Ok I have 3 1 yr old goats. 2 males 1 female and a 4 month old female. Actually my 2 males respect my dogs because they went after them and my dogs got them. Not bad a little scratch. My dogs avoid the goats at all costs. They will protect them. Had them do it very well. But my 1 yr old female charges them. I jump in between and stop it. My one dog is very interested in the 4 month old. I am not sure if it is because he thinks she is a toy or really wants to get to know her. How do I know what to do and how to do it?


----------



## KellyHM (Apr 14, 2011)

Shock collar.


----------



## redtailgal (Apr 14, 2011)

.........


----------



## terrilhb (Apr 15, 2011)

Thank you KELLYHM.And thank you redtailgal. Consistancy. I got it. I appreaciate the advice very much. Will do it.


----------



## helmstead (Apr 15, 2011)

My Aussie can be, well, overzealous, about his herding sometimes (he's a highly bred herding dog with cattle-bred parents).  While he is not formally obedience trained nor formally herding trained...he knows a few important commands.

"Bring them" - go round up all the goats and bring them to me.
"This one" - he looks where I'm pointing to zero in on one goat.
"Get it" - use whatever force necessary to get in front of said goat and turn it back.
"Hold" - keep said goat(s) in a corner.
"OFF" - stop running said goat or stop running the wrong goat and look at me for further instruction.
"DOWN" - go to the middle of the pen and lay down, awaiting further instruction (this is the hardest for him LOL).
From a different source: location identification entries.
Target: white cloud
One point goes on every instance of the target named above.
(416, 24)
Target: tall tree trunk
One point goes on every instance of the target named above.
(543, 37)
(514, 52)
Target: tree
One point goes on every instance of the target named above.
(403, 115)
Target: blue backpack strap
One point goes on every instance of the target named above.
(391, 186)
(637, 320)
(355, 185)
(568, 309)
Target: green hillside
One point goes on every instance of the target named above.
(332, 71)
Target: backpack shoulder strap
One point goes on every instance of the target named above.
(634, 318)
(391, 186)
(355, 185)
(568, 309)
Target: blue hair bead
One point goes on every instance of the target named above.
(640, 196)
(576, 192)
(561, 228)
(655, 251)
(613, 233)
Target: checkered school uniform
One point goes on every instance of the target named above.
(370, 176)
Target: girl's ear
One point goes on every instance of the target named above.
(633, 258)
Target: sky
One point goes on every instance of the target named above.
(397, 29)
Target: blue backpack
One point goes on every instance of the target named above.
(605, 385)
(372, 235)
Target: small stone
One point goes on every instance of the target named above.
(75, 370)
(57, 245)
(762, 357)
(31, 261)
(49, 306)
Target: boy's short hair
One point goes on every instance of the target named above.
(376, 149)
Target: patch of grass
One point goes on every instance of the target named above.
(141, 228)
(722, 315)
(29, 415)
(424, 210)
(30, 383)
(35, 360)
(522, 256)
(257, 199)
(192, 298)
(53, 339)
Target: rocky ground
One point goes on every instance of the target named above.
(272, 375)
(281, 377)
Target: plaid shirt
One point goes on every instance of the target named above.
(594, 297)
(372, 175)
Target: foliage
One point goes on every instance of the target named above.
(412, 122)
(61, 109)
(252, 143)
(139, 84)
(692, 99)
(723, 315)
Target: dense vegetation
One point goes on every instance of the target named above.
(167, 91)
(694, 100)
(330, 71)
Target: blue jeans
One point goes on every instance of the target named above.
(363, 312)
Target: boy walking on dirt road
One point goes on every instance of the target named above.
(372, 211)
Goats are notoriously hard to 'herd' as they don't flock.  A pushy dog is actually a good thing if you want to herd goats - so maybe your dog has a calling .  Most get hit a couple times by a particularly forward goat and become scared of them.

I did use an e-collar to get these commands imprinted...it's a great tool.


----------



## terrilhb (Apr 15, 2011)

helmstead will you come train my 4 dogs?  LOL I have 4. I am going to start with the one that is the pack leader. My male goats don't go around the dogs. They had a squabble with them. The dogs were laying off by themselves and the boys decided to head butt them. Dogs growled, goats did it again and they got hurt. Actually they were scratches but scared me to death. It is actually my older female that wants to chase the dogs. The youngest dog does not mind to  much. He puts up with almost anything. But the older 3 will not put up with it. I never leave them alone. Don't want anyone hurt. Thanks for all the advice


----------



## 20kidsonhill (Apr 15, 2011)

OUr lab can herd the goats, she is really good at it. But let me tell you she recognizes a mother protecting her babies and knows when to back off. The female goats have a lot more natural fear of dogs/preditors, our bucks don't seem to bothered by the dogs, a doe will take the dog out. 


a couple of our goats got out while we had buyers here picking out their new goats and our dog went right around them and got them right back in. She could tell our visitors were impressed and started barking with excitement of a job well done. 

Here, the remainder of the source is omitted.